According to Jolyon Maugham KC, director of the Good Law Project and one of the signatories, the regulator has decided that he did not breach the BSB Handbook by signing the declaration but it would look again if he followed through on it.
He tweeted: “The regulator has reserved its position on whether, if a barrister *actually* turns down work bringing new fossil fuel infrastructure projects into existence rather than *saying they would* turn it down, this would amount to a breach of the code.”
Mr Maugham suggested that this was “quite a fine distinction”. He explained: “If you say you won’t act you will discourage people from asking you to act with the same result – you don’t have to act – as if you actually turned the work down.
“Importantly, it opens the door to scrutiny of barristers who choose to contribute to the destruction of the planet by bringing new fossil fuel infrastructure projects into existence. Their professional conduct rules entitle them to say, as [Lawyers Are Responsible] signatories have, ‘I will not act’.”
Legal Futures understands that the BSB said barristers who refused actual instructions because of the declaration would be obliged to self-report a potential breach of the Handbook.
Lawyers Are Responsible tweeted that the BSB’s position was “a good reason to ask all lawyers to consider signing our Declaration of Conscience and so, as committed citizens and lawyers, to help tackle #ClimateCrisis”.
Both the Bar Council and the BSB have spoken out in strong support for the cab-rank rule.
In a rare blog on the BSB website recently, on ethics and access to justice, director general Mark Neale questioned “whether barristers can or should substitute their ethical judgement when instructed to represent someone with a properly arguable case in law”.
In this, he was making a distinction from acts of so-called ‘lawfare’ – such as strategic lawsuits against public participation (SLAPPs) to shut down legitimate criticism – where a case was “obviously unarguable either legally or factually”.
He went on: “It is very difficult, it seems to me, to expect the barrister to decide, in these circumstances, whether the ethical implications of the case outweigh the private interest, and rights, of the client to take legal action.
“Indeed, unless the client is indiscreet, it might be very hard for the barrister to know whether the client’s motive is truly to right a perceived wrong or, in reality, to use the legal process to extinguish debate by the threat of expensive legal action.

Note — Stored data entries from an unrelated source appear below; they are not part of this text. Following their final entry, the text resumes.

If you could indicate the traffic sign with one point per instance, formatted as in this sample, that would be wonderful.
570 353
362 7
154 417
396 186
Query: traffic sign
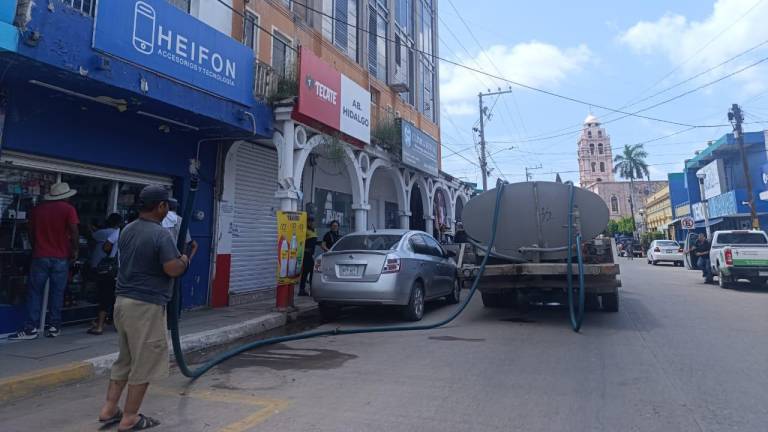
687 222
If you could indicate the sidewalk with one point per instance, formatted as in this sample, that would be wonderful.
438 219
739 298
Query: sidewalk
28 367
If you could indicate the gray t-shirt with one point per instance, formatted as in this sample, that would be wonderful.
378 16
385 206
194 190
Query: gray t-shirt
144 247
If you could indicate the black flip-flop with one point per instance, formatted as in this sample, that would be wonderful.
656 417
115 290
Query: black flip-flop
114 419
143 424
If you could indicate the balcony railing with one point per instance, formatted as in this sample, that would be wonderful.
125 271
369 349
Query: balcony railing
87 7
271 85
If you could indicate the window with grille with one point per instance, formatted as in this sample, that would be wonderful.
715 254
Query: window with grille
251 31
378 23
339 21
282 54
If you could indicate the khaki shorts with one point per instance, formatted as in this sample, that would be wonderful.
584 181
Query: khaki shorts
142 336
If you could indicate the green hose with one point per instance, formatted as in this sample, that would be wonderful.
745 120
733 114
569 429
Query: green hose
173 316
576 317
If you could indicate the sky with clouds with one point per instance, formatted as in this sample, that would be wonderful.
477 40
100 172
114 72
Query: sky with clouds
620 55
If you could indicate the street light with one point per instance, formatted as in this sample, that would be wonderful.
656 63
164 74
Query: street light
705 203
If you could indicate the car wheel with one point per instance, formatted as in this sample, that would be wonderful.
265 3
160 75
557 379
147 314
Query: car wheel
723 281
415 309
328 312
455 296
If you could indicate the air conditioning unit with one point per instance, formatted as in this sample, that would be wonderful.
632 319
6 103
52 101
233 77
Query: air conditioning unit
400 87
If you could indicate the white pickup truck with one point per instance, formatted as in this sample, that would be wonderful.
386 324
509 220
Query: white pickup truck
739 255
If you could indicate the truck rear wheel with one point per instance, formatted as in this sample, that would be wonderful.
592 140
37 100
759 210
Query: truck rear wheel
723 281
491 300
610 302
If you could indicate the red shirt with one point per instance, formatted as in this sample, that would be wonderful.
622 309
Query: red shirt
50 222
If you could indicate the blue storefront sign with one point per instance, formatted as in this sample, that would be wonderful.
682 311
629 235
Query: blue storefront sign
155 35
418 148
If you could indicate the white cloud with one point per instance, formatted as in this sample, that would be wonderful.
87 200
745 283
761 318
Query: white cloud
697 45
532 63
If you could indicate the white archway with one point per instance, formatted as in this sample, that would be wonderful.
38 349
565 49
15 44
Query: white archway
349 164
378 195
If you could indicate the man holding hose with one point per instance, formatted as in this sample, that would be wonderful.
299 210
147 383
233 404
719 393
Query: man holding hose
149 261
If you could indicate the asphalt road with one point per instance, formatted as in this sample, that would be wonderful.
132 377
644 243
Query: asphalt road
679 356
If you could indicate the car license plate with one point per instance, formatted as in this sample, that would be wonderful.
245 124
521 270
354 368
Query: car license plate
350 270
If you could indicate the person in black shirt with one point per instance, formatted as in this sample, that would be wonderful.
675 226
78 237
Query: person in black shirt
308 263
701 251
331 237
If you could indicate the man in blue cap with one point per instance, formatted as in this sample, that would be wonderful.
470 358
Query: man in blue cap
149 261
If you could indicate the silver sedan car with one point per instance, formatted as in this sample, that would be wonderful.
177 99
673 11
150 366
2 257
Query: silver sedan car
385 267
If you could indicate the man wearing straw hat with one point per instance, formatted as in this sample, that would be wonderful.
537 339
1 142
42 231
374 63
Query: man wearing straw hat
55 241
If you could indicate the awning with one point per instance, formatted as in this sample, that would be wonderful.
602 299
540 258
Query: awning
711 222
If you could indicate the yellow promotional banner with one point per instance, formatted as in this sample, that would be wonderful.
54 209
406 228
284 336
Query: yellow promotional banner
291 234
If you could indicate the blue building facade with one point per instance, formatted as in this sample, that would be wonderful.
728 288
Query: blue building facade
109 109
725 183
681 207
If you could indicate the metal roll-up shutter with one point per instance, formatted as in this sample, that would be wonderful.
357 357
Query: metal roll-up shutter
254 263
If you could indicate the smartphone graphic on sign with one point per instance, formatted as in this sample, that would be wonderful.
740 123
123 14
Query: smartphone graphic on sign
144 28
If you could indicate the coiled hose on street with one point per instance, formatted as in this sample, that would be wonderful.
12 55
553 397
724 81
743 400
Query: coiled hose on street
174 308
576 317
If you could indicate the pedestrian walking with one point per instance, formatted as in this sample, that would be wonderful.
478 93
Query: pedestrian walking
103 264
55 240
149 261
331 237
172 223
701 250
308 263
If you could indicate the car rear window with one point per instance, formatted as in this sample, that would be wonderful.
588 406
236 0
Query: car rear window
741 238
378 242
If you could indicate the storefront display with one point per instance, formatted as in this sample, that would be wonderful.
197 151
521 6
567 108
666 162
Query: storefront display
21 189
333 206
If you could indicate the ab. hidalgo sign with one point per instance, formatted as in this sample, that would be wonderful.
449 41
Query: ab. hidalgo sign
332 99
155 35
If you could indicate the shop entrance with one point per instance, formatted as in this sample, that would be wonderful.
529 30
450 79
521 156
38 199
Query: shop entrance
417 210
327 189
21 189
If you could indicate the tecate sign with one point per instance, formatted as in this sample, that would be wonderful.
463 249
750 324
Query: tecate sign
332 99
155 35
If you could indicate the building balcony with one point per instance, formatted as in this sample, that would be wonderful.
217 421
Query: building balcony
271 85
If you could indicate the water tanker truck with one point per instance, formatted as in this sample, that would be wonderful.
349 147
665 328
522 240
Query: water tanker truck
529 262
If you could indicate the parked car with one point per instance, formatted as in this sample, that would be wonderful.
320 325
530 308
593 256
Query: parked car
665 251
739 255
386 267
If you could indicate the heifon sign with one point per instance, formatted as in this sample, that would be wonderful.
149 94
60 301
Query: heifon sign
155 35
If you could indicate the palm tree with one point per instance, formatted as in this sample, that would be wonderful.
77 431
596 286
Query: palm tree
631 165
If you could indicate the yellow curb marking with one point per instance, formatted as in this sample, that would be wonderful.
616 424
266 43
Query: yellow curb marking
269 407
19 386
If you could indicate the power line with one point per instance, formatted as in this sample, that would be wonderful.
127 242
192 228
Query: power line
497 77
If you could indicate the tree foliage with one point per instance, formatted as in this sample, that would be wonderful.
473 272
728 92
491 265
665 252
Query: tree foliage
630 164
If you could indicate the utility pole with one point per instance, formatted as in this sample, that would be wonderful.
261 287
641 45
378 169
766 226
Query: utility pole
528 175
483 159
483 156
736 117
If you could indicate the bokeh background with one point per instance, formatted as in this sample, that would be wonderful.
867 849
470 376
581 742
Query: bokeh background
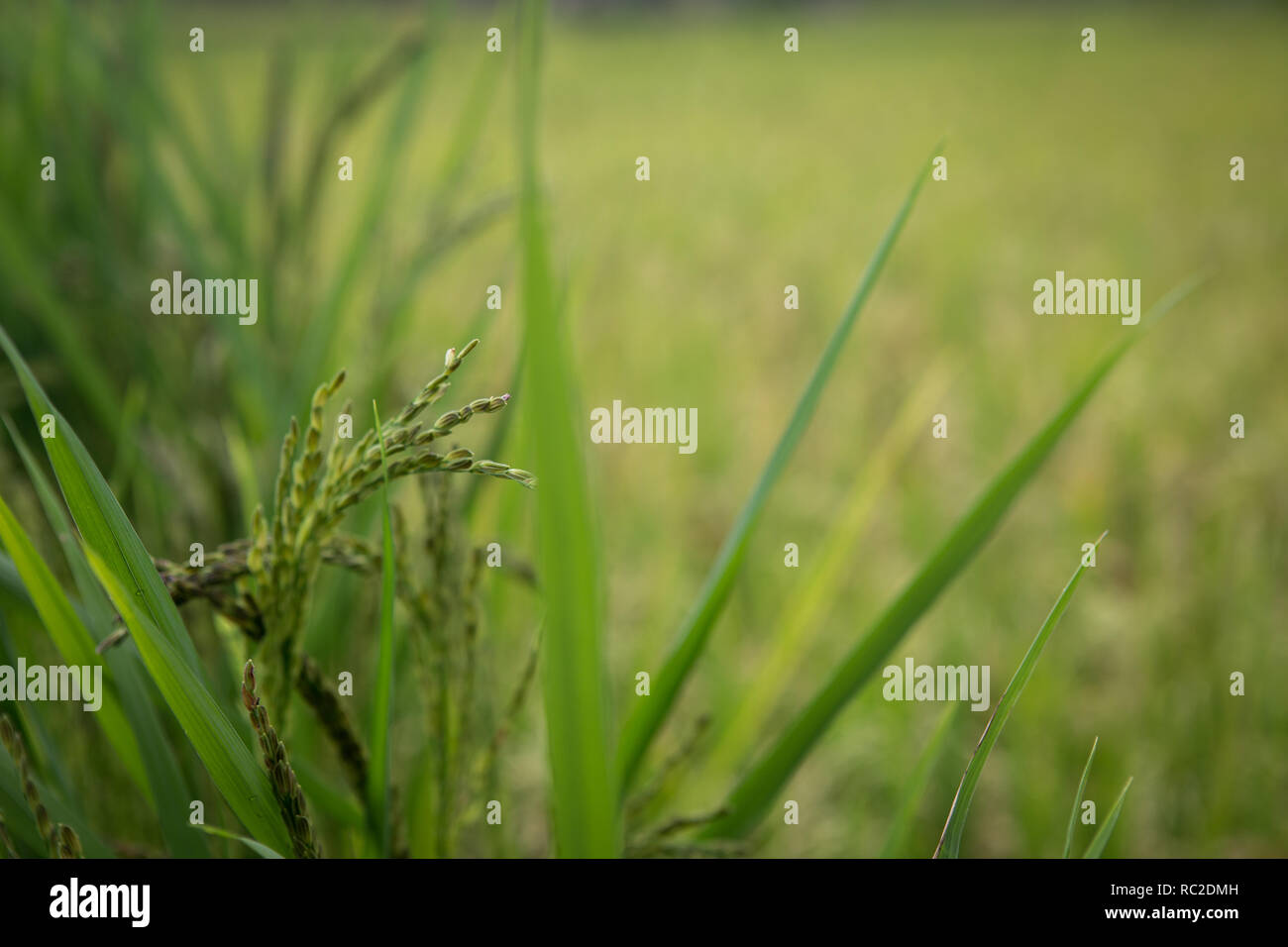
767 169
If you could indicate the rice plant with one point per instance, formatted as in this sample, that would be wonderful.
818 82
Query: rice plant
246 701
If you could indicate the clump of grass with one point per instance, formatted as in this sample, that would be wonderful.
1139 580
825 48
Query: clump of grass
60 839
286 788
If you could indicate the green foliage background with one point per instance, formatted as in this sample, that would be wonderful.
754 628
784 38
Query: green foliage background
767 169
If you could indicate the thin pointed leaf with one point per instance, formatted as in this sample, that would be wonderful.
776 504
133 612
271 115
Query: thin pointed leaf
165 785
381 715
232 768
915 785
951 840
258 848
755 791
102 523
648 716
1107 828
69 635
574 669
1077 800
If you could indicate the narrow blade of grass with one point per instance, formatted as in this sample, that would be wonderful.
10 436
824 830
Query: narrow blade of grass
648 716
915 785
231 766
381 711
1077 800
574 669
69 637
59 810
951 840
98 515
258 848
165 787
1102 838
755 791
800 622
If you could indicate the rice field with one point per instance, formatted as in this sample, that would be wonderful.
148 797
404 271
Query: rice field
494 578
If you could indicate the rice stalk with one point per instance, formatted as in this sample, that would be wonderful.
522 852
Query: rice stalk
286 788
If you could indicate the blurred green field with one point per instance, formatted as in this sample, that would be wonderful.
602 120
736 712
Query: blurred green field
772 169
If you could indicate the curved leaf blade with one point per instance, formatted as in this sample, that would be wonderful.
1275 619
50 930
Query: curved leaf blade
648 716
754 792
1077 800
951 840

“If the wider public interest and private interests should be weighed anywhere, it should be in court within a framework of law, not in the privacy of a barrister’s chambers with the implied threat of regulatory action if the barrister chooses the ‘wrong’ option.”
The cab-rank rule does not apply to other parts of the profession and the Law Society’s newly published guidance on the impact of climate change on solicitors made clear that practitioners were not “obliged to provide advice to every prospective client that seeks it” and had “wide discretion” in choosing whether to accept instructions.
Nearly 180 practitioners, academics, students and others have so far signed the Declaration of Conscience, including 19 barristers and one pupil. Among their number is Professor Leslie Thomas KC of Garden Court Chambers, who sits on the BSB’s main board.